Etiologies of a PROLONGED Qtc (not an exhaustive list)
Remember that many LOW electrolytes can lead to prolonged Qtc increasing risk of arrhythmias (usually Torsades)
–Drugs (large category, includes anti-psychotics, anti-arrhythmics,TCA, anti-histamines)
-Congenital (eg: long QT syndrome)
What can cause HYPOcalcemia?
-HYPOparathyroidism (PTH controls calcium and phosphorus homeostasis)
-HYPOproteinemia (Pearl: always check albumin with calcium unless you are checking ionized calcium!~0.8 increase in calcium for every 1.0 decrease in albumin from 4.0)
–Renal disease (remember that the kidney makes activated Vit D with 1 alpha hydroxylase and Vit D absorbs calcium from the gut)
-Vit D deficiency (cannot absorb calcium)
-Hyperphosphatemia (binds calcium and lowers serum levels, is the etiology of hypocalcemia in Rhabdo and TLS)
-Chelation (eg: after being given Citrate/EDTA/Foscarnet)
-Hypomagnesemia (Mg needed for PTH activity)
-Hungry bone syndrome (seen after parathyroid surgery for elevated PTH where bones start sequestering the calcium levels in the serum)
Clinical manifestations of HYPOcalcemia
Remember CATS mnemonic!
-Trousseau’s sign-carpopedal spasm seen when inflating BP in upper arm above systolic pressure (highly sensitive and specific!)
-Chvostek’s sign- facial twitching in response to tapping over facial nerve (absent in one third of patients with hypocalcemia, and seen in 10 % of patients with normal calcium levels!)-Bronchospasm/Laryngospasm
-Prolonged Qtc, Arrhythymia
-Extra pyramidal symptoms (eg: Parkinsonism)
-Irritability, depression, personality changes
PRIMARY vs.
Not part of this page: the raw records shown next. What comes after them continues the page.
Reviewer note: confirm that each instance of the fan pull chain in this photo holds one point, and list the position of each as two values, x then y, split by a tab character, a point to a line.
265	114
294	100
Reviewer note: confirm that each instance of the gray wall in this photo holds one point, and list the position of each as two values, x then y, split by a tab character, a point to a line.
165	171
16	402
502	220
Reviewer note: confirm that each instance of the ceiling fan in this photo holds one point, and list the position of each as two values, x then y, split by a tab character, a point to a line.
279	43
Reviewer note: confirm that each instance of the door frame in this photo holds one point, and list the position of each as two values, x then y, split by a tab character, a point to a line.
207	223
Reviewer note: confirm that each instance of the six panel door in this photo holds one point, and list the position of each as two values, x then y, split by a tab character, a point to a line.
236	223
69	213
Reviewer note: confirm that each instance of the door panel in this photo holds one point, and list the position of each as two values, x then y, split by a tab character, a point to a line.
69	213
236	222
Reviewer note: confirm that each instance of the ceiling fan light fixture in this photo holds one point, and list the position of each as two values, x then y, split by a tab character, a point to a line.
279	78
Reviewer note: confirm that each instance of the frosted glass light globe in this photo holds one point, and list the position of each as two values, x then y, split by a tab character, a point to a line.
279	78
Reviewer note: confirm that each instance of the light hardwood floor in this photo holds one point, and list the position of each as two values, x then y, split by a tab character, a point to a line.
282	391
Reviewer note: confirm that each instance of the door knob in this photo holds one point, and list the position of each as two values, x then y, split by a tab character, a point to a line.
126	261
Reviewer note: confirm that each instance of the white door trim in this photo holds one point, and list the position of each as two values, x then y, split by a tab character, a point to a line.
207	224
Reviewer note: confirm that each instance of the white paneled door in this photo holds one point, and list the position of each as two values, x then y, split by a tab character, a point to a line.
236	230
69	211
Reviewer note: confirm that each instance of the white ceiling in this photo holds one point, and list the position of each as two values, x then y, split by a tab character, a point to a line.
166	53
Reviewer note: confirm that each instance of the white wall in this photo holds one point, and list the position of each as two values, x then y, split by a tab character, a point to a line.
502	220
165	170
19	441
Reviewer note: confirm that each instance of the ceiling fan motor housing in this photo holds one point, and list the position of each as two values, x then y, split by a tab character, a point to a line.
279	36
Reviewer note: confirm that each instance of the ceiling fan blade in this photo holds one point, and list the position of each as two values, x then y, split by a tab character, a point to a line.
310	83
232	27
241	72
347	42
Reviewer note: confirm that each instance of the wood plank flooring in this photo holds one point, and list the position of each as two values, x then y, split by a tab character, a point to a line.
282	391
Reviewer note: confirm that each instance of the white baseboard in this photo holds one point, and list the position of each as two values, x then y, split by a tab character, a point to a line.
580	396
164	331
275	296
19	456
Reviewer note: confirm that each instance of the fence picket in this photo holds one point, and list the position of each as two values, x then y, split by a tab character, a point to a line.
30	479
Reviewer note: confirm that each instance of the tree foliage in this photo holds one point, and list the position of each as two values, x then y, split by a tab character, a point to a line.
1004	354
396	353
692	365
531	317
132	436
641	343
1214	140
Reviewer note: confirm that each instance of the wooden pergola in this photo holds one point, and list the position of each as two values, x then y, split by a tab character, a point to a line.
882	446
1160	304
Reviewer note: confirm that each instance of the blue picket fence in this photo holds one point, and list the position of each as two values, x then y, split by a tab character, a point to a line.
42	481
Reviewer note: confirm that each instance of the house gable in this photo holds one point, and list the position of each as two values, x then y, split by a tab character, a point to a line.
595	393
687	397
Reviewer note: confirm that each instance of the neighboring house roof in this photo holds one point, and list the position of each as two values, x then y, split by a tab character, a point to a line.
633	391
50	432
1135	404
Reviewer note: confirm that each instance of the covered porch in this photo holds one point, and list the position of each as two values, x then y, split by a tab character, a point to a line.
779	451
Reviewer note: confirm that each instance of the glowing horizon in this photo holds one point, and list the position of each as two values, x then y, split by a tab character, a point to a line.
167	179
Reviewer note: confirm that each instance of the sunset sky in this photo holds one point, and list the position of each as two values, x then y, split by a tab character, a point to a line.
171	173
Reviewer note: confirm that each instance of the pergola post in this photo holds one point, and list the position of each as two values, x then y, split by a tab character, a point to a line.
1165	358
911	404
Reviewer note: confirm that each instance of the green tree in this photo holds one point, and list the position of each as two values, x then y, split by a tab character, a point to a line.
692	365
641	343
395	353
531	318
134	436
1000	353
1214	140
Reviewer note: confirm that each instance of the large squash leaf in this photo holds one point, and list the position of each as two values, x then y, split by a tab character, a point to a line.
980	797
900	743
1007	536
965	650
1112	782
SECONDARY vs. TERTIARY HPT
Where does the problem start?
Primary– Elevated PTH is the problem leading to high Ca, low Phos
Secondary-LOW calcium is the problem leading to elevated PTH
Tertiary-PTH is again the problem but it is functioning autonomously due to uncontrolled secondary PTH or post-renal transplant so calcium is elevated but phosphorus still elevated due to renal failure.